Typically the doctor doesn't tell the insurer that an outside lab did the work for a steep discount. Insurers could put a stop to the practice by refusing to pay the inflated reimbursement, but they are often unaware of the arrangements.

Critics say referral deals are harmful because doctors have an incentive to send work to the cheapest lab, not necessarily the best one, to maximize their profit margins. Also, by enticing doctors to order many tests, the arrangements drive up the nation's health-care bill.

"Patients should wonder if this dermatologist is doing this biopsy because I need it or he is going to make money from it," says Lisa Lerner, a Boston-area dermatopathologist.

While referral deals aren't new, people in the industry say they have grown rapidly in recent years as doctors seek new sources of income and demand grows for expensive lab work to detect diseases such as prostate cancer. "Five years ago, no one was interested in this," says Bernie Ness, the owner of a laboratory industry consulting firm in Toledo, Ohio. "That has changed dramatically.
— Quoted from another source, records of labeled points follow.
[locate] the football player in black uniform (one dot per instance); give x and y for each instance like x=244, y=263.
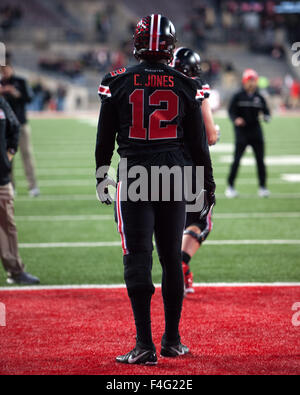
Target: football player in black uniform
x=244, y=111
x=198, y=224
x=151, y=109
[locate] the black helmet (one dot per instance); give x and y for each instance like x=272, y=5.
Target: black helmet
x=187, y=62
x=154, y=38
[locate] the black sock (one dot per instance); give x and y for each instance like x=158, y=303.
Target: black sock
x=186, y=257
x=141, y=306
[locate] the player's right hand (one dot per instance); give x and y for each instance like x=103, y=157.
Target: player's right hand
x=239, y=122
x=102, y=189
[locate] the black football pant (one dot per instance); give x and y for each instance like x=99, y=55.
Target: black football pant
x=258, y=149
x=137, y=223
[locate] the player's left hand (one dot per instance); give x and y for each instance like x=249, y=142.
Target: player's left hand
x=218, y=131
x=102, y=189
x=208, y=204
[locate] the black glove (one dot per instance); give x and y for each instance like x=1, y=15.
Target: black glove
x=102, y=189
x=208, y=204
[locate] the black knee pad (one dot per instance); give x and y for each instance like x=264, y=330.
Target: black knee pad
x=137, y=273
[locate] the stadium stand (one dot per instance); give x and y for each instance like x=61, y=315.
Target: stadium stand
x=77, y=42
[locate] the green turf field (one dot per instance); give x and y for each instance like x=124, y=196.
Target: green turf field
x=259, y=239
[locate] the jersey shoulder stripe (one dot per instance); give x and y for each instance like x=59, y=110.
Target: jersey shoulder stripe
x=104, y=90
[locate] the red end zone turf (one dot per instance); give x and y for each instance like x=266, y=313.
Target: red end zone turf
x=230, y=330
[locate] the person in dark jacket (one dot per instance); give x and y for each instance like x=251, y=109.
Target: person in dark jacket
x=17, y=93
x=244, y=111
x=9, y=253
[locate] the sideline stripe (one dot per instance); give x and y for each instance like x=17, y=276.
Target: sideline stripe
x=108, y=217
x=119, y=244
x=122, y=286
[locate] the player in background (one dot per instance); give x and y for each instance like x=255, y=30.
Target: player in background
x=9, y=251
x=152, y=111
x=199, y=224
x=244, y=111
x=18, y=94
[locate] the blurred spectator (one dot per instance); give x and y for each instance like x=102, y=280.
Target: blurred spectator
x=66, y=67
x=295, y=95
x=10, y=17
x=41, y=97
x=61, y=94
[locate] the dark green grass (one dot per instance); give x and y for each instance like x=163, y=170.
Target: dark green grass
x=64, y=152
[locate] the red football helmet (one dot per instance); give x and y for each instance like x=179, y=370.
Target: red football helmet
x=154, y=38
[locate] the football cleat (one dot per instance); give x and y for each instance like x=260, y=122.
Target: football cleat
x=231, y=193
x=174, y=350
x=263, y=192
x=139, y=356
x=34, y=192
x=22, y=279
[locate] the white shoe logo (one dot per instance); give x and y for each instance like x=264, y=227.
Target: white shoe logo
x=133, y=360
x=177, y=351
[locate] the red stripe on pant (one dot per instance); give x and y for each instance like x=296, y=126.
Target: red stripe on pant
x=120, y=219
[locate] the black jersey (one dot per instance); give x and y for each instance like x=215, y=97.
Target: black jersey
x=9, y=135
x=150, y=108
x=18, y=104
x=248, y=107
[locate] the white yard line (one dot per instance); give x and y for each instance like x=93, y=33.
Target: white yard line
x=118, y=243
x=90, y=182
x=84, y=197
x=109, y=217
x=122, y=286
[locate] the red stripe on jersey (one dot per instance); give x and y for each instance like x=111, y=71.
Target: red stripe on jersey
x=154, y=33
x=104, y=90
x=2, y=114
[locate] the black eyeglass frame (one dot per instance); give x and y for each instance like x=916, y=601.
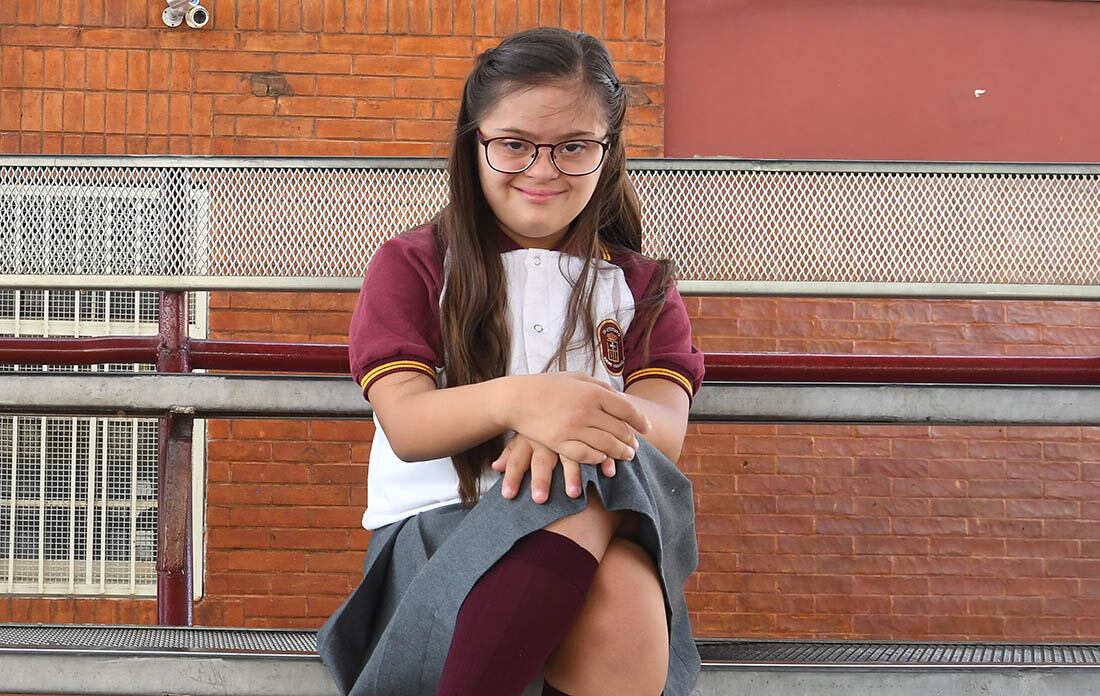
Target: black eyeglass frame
x=538, y=148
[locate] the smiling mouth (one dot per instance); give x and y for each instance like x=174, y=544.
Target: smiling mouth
x=537, y=194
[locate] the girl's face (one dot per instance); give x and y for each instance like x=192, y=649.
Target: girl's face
x=536, y=207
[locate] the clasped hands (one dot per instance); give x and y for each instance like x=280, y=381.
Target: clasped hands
x=571, y=419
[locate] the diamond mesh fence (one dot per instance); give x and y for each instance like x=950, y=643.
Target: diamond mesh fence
x=201, y=223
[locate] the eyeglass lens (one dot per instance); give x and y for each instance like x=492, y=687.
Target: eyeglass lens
x=574, y=157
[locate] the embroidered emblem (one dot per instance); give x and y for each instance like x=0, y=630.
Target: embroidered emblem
x=611, y=345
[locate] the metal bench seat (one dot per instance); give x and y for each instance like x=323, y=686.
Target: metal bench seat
x=125, y=660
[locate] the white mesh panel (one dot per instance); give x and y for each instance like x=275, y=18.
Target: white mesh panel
x=84, y=516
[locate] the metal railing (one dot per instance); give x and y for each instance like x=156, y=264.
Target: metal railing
x=732, y=225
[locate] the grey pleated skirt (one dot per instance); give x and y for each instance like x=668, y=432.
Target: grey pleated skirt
x=391, y=637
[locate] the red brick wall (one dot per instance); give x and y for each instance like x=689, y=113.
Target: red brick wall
x=804, y=530
x=88, y=76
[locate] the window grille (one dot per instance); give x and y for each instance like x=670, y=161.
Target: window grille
x=78, y=495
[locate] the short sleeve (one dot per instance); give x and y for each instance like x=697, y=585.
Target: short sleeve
x=395, y=326
x=671, y=353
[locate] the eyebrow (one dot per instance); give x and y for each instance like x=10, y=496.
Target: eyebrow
x=531, y=135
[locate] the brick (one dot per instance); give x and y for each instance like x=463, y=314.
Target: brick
x=281, y=43
x=927, y=487
x=332, y=17
x=865, y=486
x=326, y=540
x=772, y=603
x=1019, y=529
x=53, y=68
x=812, y=504
x=889, y=545
x=994, y=488
x=966, y=468
x=40, y=36
x=891, y=507
x=781, y=485
x=239, y=451
x=851, y=565
x=117, y=39
x=334, y=562
x=842, y=466
x=930, y=527
x=270, y=429
x=311, y=494
x=354, y=86
x=244, y=472
x=356, y=44
x=773, y=445
x=237, y=538
x=218, y=61
x=1027, y=509
x=333, y=64
x=31, y=119
x=73, y=112
x=422, y=88
x=970, y=507
x=722, y=545
x=52, y=110
x=851, y=526
x=244, y=105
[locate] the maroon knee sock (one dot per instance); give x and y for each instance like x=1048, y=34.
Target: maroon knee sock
x=515, y=615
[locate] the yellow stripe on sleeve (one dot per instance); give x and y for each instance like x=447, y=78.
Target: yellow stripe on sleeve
x=396, y=366
x=660, y=372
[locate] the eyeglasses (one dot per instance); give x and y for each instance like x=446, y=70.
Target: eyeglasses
x=572, y=157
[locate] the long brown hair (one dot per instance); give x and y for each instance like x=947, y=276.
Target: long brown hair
x=473, y=312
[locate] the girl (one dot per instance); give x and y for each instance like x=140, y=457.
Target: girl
x=519, y=522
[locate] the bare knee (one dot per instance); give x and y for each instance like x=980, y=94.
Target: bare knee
x=592, y=528
x=624, y=615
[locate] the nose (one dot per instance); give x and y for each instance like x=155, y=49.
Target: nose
x=542, y=167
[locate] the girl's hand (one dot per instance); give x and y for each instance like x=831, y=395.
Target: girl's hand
x=580, y=418
x=523, y=453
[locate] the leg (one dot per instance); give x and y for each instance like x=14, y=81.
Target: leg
x=592, y=528
x=521, y=607
x=619, y=643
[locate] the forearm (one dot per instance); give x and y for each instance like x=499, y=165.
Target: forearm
x=668, y=422
x=433, y=423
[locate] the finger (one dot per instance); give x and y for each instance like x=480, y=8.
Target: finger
x=608, y=467
x=542, y=463
x=517, y=463
x=572, y=471
x=498, y=463
x=590, y=378
x=622, y=408
x=617, y=428
x=603, y=441
x=581, y=452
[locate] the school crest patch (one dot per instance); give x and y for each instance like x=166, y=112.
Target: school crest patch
x=611, y=345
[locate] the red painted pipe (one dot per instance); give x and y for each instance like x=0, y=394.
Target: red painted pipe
x=174, y=583
x=332, y=358
x=902, y=368
x=246, y=355
x=78, y=351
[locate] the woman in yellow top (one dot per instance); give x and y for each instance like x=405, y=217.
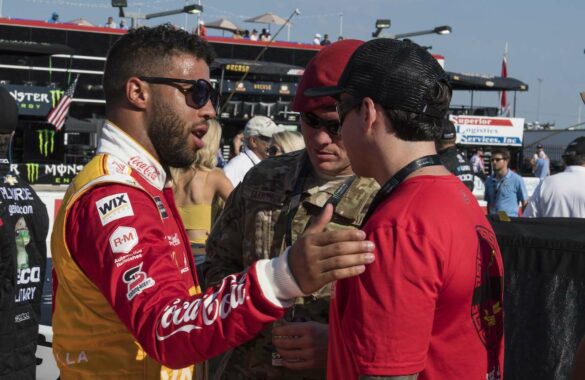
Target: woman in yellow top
x=196, y=188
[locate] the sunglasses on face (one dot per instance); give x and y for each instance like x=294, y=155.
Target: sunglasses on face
x=196, y=96
x=344, y=107
x=315, y=122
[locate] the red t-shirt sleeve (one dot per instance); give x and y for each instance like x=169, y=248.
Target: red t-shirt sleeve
x=388, y=319
x=147, y=292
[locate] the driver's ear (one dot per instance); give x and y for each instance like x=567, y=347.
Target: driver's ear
x=138, y=92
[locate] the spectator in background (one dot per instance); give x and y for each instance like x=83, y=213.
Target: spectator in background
x=317, y=39
x=257, y=134
x=111, y=23
x=271, y=208
x=477, y=164
x=196, y=189
x=563, y=194
x=285, y=142
x=201, y=29
x=451, y=158
x=54, y=18
x=504, y=189
x=237, y=143
x=540, y=163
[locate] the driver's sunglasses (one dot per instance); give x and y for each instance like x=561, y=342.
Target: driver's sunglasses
x=196, y=96
x=315, y=122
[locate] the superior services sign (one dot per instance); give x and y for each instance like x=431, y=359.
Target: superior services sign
x=485, y=130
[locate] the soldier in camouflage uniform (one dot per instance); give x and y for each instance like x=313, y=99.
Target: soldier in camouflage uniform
x=271, y=208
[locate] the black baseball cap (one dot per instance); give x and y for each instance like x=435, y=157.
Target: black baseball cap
x=449, y=132
x=395, y=74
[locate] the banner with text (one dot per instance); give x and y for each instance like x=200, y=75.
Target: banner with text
x=485, y=130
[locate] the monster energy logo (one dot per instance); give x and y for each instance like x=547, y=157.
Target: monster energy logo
x=46, y=141
x=32, y=172
x=55, y=96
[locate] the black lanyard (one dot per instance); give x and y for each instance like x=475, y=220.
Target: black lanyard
x=397, y=179
x=295, y=200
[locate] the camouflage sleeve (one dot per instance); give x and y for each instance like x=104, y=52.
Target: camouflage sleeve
x=224, y=244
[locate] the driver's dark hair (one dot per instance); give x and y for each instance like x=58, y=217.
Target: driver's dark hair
x=147, y=52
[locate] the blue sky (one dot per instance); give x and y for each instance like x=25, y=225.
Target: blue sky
x=543, y=37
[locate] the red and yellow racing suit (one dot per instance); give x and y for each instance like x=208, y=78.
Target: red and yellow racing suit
x=127, y=303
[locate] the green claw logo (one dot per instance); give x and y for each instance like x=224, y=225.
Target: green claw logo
x=32, y=172
x=46, y=141
x=55, y=96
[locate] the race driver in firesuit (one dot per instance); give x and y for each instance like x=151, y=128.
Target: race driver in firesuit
x=127, y=303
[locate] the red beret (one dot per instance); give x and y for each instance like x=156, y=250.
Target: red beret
x=324, y=70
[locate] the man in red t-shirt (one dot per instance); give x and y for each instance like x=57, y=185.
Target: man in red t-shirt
x=430, y=307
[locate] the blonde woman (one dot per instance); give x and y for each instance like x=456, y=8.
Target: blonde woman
x=285, y=142
x=196, y=188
I get calls every week from people who want to get in on the billing."

One of the few private insurers to block doctors from profiting on outside lab work is Blue Cross Blue Shield of Georgia. Starting Aug. 1, it required those performing lab tests to do the billing themselves, a practice known as direct billing. That eliminated deals where doctors bill for work they didn't perform. It isn't clear why other insurers don't do the same. Several of the biggest ones declined to comment.

Medicare requires direct billing, as do a few states. In some other states, doctors and local medical societies upset at the prospect of losing revenue have thwarted such legislation. Some doctors still bill Medicare for lab work performed off-site by owning "condo" labs within a larger facility.

The American Medical Association's code of ethics says under the heading of laboratory services that a "physician should not charge a markup, commission, or profit on the services rendered by others." It adds, however, that doctors can levy a processing charge on such services. The AMA code says that a doctor "who chooses a laboratory solely because it provides low-cost laboratory services on which the patient is charged a profit is not acting in the best interest of the patient."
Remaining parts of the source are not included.